On Wednesday, a federal judge in Manhattan will hear arguments on the Justice Department’s motion to substitute the United States for Trump as the defendant in a defamation suit. The Justice Department filed a reply brief Monday, arguing that Trump’s conduct occurred within the scope of his employment because federal elected officials have a “responsibility to communicate regarding matters of concern or interest to their constituents.”
The lawsuit was filed by journalist E. Jean Carroll, who alleged in a 2019 book that Trump raped her in the 1990s in the dressing room of a New York department store. Trump denied the allegations, adding that Carroll had falsely accused other men of rape, that she had a political motive, that he had never met her, that she had fabricated the allegations to sell books and that she was “not my type.” Carroll claimed that Trump defamed her in 11 specific statements.

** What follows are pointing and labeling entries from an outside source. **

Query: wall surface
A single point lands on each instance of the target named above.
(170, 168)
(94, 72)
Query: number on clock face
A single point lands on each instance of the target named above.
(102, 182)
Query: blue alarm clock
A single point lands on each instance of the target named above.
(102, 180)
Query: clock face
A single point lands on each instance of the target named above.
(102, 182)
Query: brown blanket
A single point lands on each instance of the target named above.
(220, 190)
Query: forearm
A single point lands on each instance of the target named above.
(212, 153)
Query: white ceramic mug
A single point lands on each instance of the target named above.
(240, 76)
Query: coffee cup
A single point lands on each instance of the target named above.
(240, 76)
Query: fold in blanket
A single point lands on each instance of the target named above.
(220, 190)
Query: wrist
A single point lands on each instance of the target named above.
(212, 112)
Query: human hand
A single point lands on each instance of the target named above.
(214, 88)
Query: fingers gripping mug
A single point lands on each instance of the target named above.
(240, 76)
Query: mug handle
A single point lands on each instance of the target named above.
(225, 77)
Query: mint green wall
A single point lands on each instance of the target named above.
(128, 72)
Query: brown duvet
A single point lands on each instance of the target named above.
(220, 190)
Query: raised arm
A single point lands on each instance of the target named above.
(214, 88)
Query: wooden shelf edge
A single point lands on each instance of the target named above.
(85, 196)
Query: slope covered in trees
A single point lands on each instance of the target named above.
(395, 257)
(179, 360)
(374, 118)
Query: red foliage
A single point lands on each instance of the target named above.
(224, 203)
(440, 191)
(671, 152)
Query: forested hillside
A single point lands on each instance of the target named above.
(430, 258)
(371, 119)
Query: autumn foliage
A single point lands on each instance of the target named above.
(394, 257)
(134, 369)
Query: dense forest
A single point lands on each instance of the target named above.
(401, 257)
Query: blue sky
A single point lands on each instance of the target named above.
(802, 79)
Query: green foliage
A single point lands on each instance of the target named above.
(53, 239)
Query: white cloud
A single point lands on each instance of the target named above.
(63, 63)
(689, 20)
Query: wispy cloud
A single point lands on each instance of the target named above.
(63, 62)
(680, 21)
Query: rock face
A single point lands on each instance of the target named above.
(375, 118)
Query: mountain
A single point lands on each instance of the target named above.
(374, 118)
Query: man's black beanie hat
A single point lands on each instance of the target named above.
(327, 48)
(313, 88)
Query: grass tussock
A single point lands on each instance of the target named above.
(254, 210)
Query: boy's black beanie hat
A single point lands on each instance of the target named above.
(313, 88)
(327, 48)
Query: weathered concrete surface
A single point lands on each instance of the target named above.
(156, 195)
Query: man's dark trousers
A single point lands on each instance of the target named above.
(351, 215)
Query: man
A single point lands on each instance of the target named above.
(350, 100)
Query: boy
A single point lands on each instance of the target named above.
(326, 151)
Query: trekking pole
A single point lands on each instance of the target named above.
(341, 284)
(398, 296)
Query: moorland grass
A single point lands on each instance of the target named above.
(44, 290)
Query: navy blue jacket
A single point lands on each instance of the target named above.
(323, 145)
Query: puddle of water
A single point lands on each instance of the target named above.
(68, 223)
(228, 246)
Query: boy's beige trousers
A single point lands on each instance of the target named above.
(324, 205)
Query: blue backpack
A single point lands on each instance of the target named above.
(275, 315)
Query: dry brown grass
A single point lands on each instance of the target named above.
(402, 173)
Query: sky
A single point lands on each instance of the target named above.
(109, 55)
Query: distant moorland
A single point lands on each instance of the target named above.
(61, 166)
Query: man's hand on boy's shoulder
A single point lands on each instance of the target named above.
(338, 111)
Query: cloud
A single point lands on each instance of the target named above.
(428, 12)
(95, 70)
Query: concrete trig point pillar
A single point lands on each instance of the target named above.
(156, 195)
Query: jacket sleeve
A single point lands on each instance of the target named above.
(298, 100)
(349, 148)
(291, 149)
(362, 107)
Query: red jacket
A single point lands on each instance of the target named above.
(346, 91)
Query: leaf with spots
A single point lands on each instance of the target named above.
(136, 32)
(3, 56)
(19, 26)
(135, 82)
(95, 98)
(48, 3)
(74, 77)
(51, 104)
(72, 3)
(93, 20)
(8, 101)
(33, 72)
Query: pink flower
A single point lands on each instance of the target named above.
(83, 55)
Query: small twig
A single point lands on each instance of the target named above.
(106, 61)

The key issue before the judge Wednesday is whether Trump acted within the scope of his federal employment when he made the allegedly slanderous comments. The law permits the Justice Department to remove tort cases from state court to federal court and to substitute the United States as the defendant when a federal employee is sued for acts committed within the scope of his employment. For example, in a case alleging negligence against a national park ranger who was involved in an accident while on duty in his government vehicle, the Justice Department would certify that the employee was acting in the scope of his employment at the time of the accident and would move to substitute the United States as the defendant. If the court were to agree, then the United States would assume any liability, and taxpayers would cover the legal fees and any money damages for the plaintiff.
In this case, the consequences of the decision about scope of employment are huge. That’s because the United States enjoys sovereign immunity for defamation claims. Under the Federal Tort Claims Act, the federal government has consented to be sued for certain torts, such as negligence, but not for defamation. That means that if the court agrees that Trump was acting within the scope of his employment and permits the United States to be substituted as the defendant, then Carroll’s lawsuit will be dismissed altogether.

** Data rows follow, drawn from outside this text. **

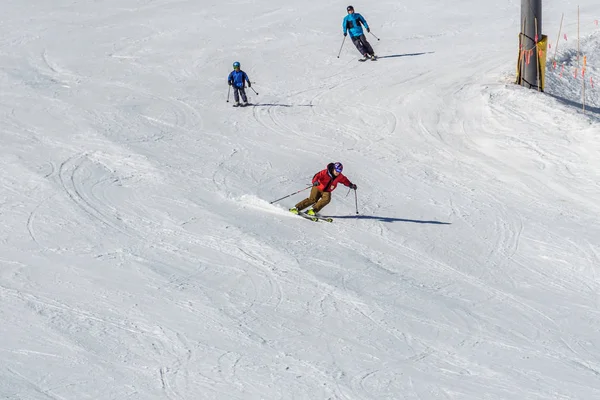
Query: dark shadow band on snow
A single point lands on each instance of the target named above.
(405, 55)
(575, 104)
(280, 105)
(388, 219)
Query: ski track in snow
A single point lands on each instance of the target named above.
(141, 258)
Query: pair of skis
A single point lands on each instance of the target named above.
(314, 218)
(374, 58)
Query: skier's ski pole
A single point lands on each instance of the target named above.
(285, 197)
(340, 52)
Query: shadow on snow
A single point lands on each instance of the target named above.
(575, 104)
(280, 105)
(389, 219)
(405, 55)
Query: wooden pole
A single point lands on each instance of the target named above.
(537, 57)
(577, 36)
(557, 40)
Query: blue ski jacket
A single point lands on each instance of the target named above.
(237, 78)
(352, 23)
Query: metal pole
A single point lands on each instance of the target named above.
(531, 15)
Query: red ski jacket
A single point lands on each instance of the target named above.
(328, 182)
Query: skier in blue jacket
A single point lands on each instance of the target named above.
(237, 79)
(352, 23)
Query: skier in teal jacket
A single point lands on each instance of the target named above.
(237, 79)
(352, 23)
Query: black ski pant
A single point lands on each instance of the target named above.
(362, 45)
(236, 94)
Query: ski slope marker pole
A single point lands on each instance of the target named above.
(285, 197)
(340, 52)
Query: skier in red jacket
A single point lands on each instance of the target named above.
(324, 182)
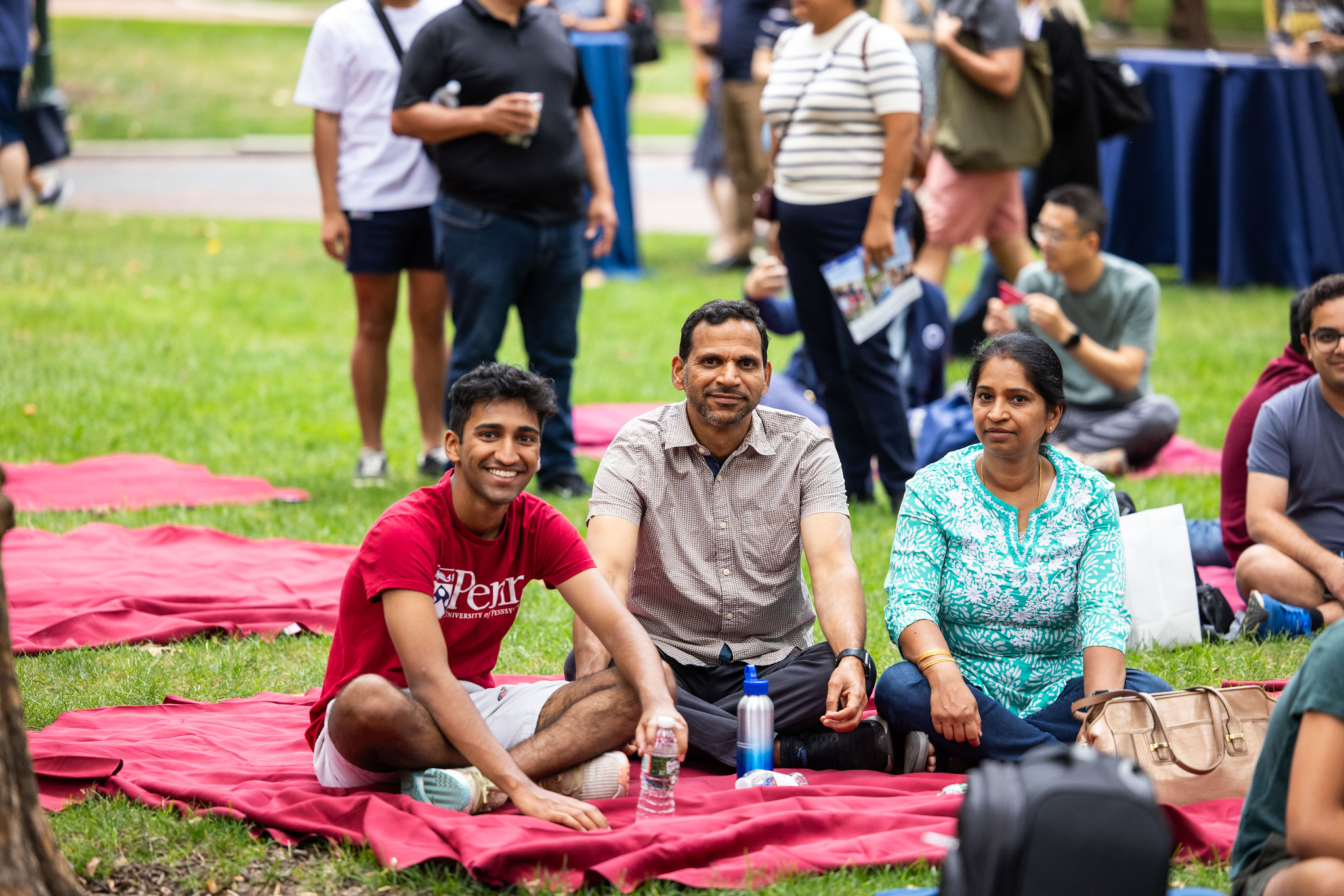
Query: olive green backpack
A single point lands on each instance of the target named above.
(982, 131)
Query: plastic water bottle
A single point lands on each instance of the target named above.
(756, 724)
(658, 774)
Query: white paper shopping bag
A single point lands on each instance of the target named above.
(1160, 578)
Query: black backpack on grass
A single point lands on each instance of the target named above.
(1062, 821)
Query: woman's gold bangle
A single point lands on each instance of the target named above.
(933, 662)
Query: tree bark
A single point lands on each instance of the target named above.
(1188, 24)
(30, 861)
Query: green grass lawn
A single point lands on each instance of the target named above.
(1238, 18)
(128, 336)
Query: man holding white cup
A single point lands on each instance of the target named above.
(510, 220)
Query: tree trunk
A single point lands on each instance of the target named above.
(30, 861)
(1188, 26)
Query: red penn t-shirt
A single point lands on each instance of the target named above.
(420, 544)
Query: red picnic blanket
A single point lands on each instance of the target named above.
(247, 760)
(1183, 457)
(131, 483)
(104, 583)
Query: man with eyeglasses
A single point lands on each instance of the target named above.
(1295, 487)
(1100, 315)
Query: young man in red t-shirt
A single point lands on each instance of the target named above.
(424, 609)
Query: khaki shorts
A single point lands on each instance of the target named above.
(963, 205)
(510, 712)
(1272, 859)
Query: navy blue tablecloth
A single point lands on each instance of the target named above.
(1240, 175)
(605, 57)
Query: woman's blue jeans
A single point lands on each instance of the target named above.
(902, 699)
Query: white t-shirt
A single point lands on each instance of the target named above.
(350, 69)
(832, 151)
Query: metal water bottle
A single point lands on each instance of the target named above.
(756, 724)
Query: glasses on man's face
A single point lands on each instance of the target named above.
(1327, 340)
(1050, 235)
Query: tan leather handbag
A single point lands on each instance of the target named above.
(1194, 744)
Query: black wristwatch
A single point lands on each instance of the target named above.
(869, 666)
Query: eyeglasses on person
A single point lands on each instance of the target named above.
(1326, 339)
(1051, 235)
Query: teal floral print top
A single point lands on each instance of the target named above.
(1017, 611)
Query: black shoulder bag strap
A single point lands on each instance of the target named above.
(387, 29)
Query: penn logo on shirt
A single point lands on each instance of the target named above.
(456, 592)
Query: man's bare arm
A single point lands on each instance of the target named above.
(1268, 523)
(601, 215)
(612, 542)
(837, 596)
(1118, 369)
(636, 659)
(335, 232)
(510, 113)
(1314, 813)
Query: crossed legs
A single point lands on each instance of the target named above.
(377, 727)
(1273, 573)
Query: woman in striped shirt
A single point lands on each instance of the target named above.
(843, 102)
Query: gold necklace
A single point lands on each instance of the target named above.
(1041, 476)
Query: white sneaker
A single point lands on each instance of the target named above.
(602, 777)
(456, 789)
(433, 464)
(370, 469)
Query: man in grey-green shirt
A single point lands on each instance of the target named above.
(1100, 315)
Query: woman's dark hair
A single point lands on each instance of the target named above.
(492, 382)
(719, 312)
(1040, 365)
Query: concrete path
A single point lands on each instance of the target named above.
(273, 178)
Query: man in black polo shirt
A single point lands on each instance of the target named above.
(510, 219)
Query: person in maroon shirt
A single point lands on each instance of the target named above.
(425, 606)
(1290, 369)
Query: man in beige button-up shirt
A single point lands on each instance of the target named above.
(699, 516)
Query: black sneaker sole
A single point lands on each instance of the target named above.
(917, 752)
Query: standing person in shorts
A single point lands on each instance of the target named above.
(14, 155)
(964, 205)
(432, 594)
(377, 190)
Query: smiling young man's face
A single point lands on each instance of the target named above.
(499, 451)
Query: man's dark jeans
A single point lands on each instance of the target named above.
(494, 262)
(707, 697)
(902, 699)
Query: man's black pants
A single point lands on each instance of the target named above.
(707, 697)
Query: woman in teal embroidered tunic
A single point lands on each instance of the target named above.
(1007, 582)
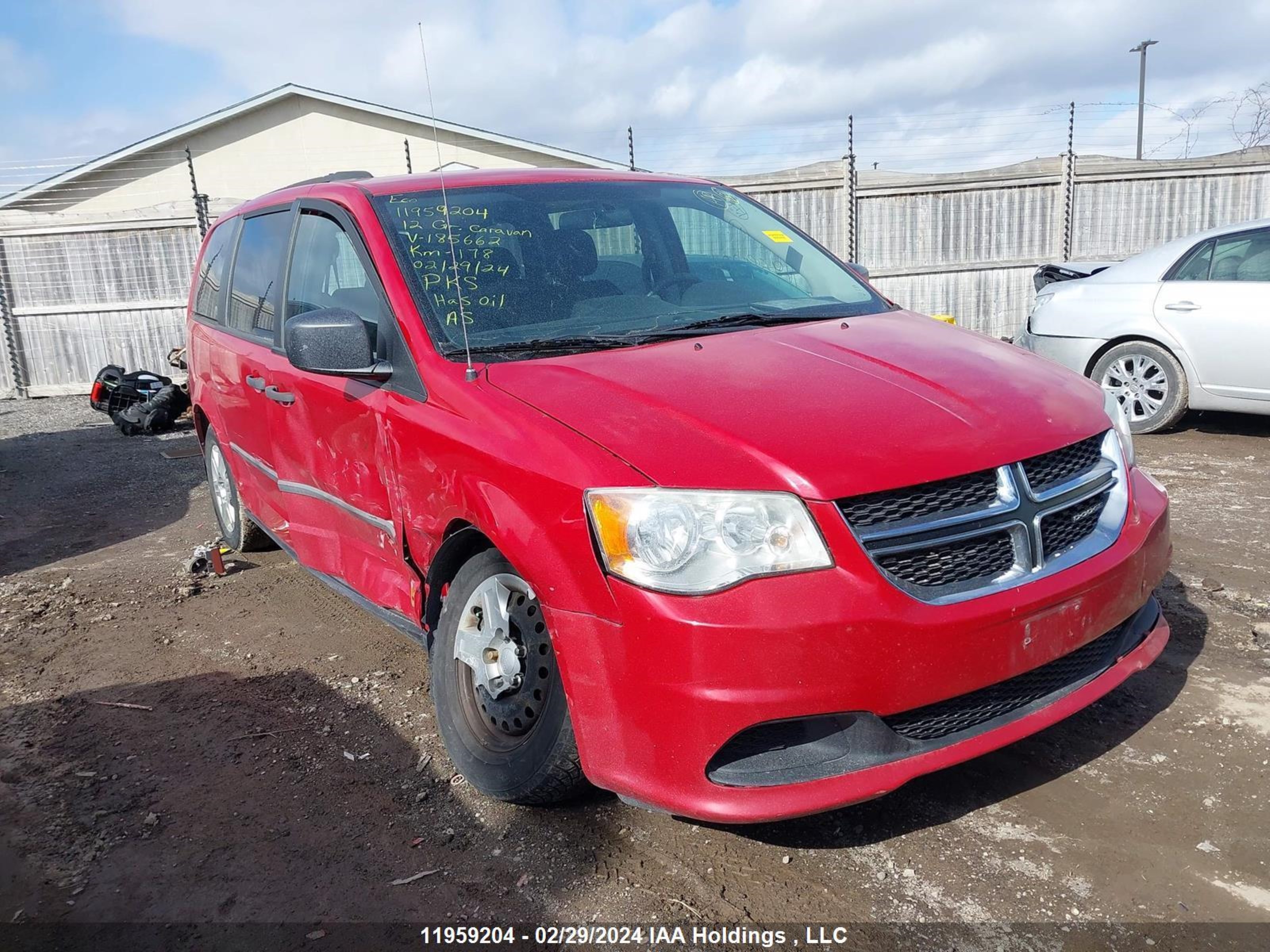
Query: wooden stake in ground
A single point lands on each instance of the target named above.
(122, 704)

Whether an act occurred within the scope of a person’s employment depends on two factors. First, the court will look at whether the employee was acting to promote the employer’s interest. Second, the court will consider whether the act was the type of conduct the employee was hired to perform. It can hardly be said that Trump’s comments about Carroll advanced the interests of the United States or that making allegedly slanderous remarks is the type of conduct that Trump was elected to perform.
In its brief, the Justice Department argued that the court should focus on Trump’s conduct in communicating and not the content of Trump’s statements. Denying allegations that a federal elected official is unfit to serve, the Justice Department argued, is within the scope of that official’s employment. And because a president is always on duty, then every statement is covered. But even if this argument has any merit, the facts here present more than just a denial. Trump didn’t simply rebut the accusations. He went out of his way to add insult to injury, accusing Carroll of fabricating the allegations to sell books, falsely accusing other men of rape and having a political agenda, among other things. If the court finds that any one of those statements was made outside the scope of Trump’s employment, then it will deny the motion to substitute the United States as the defendant.

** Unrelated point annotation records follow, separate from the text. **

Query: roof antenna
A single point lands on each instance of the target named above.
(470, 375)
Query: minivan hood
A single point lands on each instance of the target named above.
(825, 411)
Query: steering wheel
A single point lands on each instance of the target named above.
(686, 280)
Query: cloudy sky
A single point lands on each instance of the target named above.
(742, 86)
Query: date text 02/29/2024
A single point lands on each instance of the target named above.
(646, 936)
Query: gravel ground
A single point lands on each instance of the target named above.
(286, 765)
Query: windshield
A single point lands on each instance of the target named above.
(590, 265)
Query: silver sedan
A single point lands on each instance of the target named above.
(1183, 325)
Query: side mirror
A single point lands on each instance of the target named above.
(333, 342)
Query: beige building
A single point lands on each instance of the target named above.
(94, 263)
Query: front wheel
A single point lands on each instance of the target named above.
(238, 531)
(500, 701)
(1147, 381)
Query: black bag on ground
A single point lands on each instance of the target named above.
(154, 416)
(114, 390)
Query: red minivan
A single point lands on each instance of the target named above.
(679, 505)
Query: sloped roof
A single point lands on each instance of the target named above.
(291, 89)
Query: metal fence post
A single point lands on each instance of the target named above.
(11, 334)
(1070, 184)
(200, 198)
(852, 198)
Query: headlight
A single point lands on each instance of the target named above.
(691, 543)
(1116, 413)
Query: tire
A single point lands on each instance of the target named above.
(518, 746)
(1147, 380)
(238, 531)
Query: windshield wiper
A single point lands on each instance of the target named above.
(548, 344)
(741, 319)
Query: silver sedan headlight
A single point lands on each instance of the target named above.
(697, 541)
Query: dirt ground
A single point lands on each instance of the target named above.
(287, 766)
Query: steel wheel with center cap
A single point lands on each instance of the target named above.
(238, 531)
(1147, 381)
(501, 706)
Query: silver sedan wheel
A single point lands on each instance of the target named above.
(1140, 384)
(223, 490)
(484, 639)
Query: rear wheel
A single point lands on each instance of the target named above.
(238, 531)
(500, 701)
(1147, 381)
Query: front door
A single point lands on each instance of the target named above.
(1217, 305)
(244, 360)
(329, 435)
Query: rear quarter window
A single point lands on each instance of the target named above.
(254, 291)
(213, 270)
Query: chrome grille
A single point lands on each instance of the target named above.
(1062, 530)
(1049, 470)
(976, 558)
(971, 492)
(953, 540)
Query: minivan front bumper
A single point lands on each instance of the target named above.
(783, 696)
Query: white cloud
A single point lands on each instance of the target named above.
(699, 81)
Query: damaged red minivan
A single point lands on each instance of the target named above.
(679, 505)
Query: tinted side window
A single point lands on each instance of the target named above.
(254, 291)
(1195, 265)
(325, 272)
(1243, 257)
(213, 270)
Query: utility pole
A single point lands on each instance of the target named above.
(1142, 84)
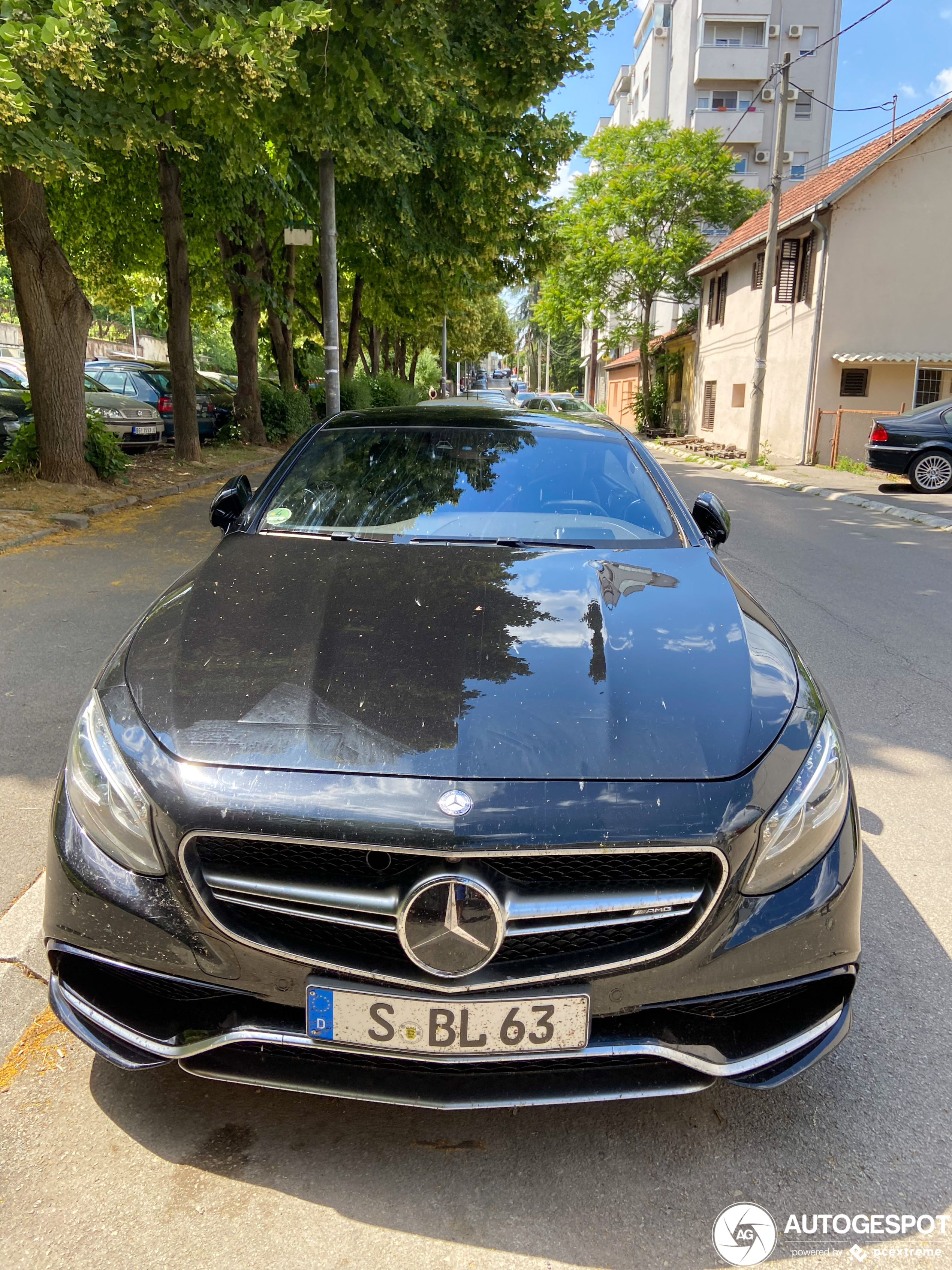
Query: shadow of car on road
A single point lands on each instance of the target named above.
(633, 1183)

Such a result would permit a president to defame his political opponents without any legal limitations.
The court should also consider the long-term implications of the Justice Department’s arguments. If a president acts within the scope of his employment whenever he communicates, then he can never be sued for any statement, and all future presidents would effectively be immune from claims of defamation. To find in the president’s favor on this motion would give him and all future presidents carte blanche not only to deny allegations against them, but also to make their own false allegations against others without consequence. Such a result would permit a president to defame his political opponents without any legal limitations. In a re-election campaign, a president would be permitted to defame his opponent, who would lack the legal right to reciprocate.
The president already has a bully pulpit. We don’t need to elevate it above the laws that apply to everyone else.